The Licinian Library is Termini Imerese’s municipal library. It was founded in May 1800 by Giuseppe Ciprì and it takes its name from Ciprì’s nickname, Mopso Licinio, used within the Euracean Academy. Ciprì felt the necessity of founding it as counsellor of Termini’s culture and literature passionate, not to mention the possibility of extending the availability of knowledge itself to citizens not belonging to the restricted circle of those who could afford it.

Initially, the Library was located in the rooms of the abolished Company of Jesus, and only in 1952, it moved to the current location. The new place once belonged to St. Claire monastery, where, moreover, the classical high school Gregorio Ugdulena was sited for a few years, as well.

The Licinian Library, that today counts around 100000 volumes, besides newspapers and non-paper materials, such as CD, VHS, historical photos and discs, was originally made up of the personal collection of the same Ciprì, who, later, expanded it thanks to help of other Termini Imerese citizens, the archpriest Daidone, as well as other notable figures, such as the historian Niccolò Palmeri in 1848, Major Salvatore Drago in 1859, Antonio Gargotta in 1883, Baron Di Michele of Villaurea, and Liborio Arrigo. The most important core of the works, because of their antiquity, historical and qualitative value, is made up of 4500 volumes coming from the Library of S. Martino delle Scale Convent. More recent donations have been made by the families of the Attorney Agostino Di Lisi and Professor Giuseppe Navarra.

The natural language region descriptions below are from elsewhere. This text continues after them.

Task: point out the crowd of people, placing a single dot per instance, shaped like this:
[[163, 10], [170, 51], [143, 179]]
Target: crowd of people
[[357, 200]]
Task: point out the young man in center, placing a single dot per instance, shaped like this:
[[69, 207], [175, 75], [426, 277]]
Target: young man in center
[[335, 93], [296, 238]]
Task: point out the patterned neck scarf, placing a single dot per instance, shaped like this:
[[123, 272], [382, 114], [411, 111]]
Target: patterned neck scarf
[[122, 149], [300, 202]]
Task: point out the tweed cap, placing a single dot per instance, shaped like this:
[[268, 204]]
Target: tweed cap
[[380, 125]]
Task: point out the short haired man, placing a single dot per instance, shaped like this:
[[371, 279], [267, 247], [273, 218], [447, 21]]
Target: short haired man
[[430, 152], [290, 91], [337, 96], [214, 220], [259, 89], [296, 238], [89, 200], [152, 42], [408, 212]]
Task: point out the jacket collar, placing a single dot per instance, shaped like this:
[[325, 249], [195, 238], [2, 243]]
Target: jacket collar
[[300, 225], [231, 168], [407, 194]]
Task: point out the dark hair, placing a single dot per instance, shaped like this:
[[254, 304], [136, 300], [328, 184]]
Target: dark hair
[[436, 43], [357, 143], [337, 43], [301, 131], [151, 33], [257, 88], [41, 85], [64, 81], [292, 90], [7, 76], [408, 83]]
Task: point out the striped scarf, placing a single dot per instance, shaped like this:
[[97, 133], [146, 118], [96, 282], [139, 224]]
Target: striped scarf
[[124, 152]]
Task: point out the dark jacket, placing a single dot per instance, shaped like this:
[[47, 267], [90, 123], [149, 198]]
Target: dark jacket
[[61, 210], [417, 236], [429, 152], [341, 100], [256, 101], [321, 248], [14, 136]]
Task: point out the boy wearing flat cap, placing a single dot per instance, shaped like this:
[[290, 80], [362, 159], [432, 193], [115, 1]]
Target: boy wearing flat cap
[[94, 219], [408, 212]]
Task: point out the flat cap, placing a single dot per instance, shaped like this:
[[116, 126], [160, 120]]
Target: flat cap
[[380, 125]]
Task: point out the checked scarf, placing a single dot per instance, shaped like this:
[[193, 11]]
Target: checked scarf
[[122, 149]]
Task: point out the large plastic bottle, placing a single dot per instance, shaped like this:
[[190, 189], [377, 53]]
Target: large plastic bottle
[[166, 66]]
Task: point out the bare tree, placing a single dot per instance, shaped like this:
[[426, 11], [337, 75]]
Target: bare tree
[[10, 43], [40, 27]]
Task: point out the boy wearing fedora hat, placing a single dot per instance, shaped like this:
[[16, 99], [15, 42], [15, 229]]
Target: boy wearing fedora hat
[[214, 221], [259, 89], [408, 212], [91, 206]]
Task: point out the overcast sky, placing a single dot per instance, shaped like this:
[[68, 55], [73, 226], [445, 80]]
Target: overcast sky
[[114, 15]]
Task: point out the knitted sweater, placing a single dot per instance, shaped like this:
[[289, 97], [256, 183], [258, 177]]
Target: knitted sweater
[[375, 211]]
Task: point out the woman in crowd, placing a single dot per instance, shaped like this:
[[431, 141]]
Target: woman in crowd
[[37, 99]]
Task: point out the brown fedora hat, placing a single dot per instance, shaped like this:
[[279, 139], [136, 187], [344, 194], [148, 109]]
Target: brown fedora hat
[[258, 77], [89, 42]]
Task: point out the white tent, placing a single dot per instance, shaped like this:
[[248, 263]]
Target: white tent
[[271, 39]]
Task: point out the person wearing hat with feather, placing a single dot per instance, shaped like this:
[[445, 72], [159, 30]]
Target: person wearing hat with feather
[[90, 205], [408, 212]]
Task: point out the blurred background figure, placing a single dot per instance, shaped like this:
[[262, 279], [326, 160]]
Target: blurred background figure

The preserved volumes are mainly consultation and encyclopaedic works, but the most valuable are a series of manuscripts, such as the legal acts of the Euracean Academy and a volume by Agatino Musso, besides parchments dating back to XIV-XVII centuries, containing privileges obtained by Termini Imerese, received by Aragonese kings and Popes, including tariffs, gabelle, anchoring, and tithe exemption, ius ligandi, the act of return of Mt. San Calogero – seized by Caccamo – the title of Civitas Splendidissima, given by King Ferdinand in 1499, and patronage over some churches. Later, a rich collection of considerable historic interest was added, including works by Paolo Balsamo, Nicolò Palmeri, Baldassarre Romano, Rosina Salvo, Francesco Coppola, Antonino La Manna, Gregorio Ugdulena, Girolamo Sceusa and many others, such as important texts by the philosopher and theologian Pietro Colonna, from XVI century, and Fulco Timoteo, from XVII century, whose brief and universal history of the created world is preserved. Moreover, documents concerning monasteries and suppressed religious corporations from Caccamo, Montemaggiore Belsito, Caltavuturo and Termini itself, together with other adjacent towns, are kept in the Library, orders that existed between XVI and XIX century. Lastly, among the stored pieces, it is possible to find documents from the historic municipal archive, such as the Jury Acts of Termini Imerese (XVI-XIX century), the Civic Council Acts (XIX-XX cent.) and the Decurionato Acts (XIX cent), but also calls for tender, ordinances, accounting books, mail and consults registers, and miscellaneous.

According to the founder’s will, the Library was created as an autonomous institution, administered by three deputies, such as the pro-tempore Archpriest, who was also the president, Baron Di Michele of Villaura and the Mayor. The librarian had to be chosen among the clerics of St. Filippo Neri’s Oratory or among those belonging to the secular clergy. With the years and the reduction of the sources, the municipal administration, in order to avoid a shutdown of the ancient institution, in conjunction with the Archpriest and the relevant authorities, in 1968, converted the Licinian Library into Municipal Library.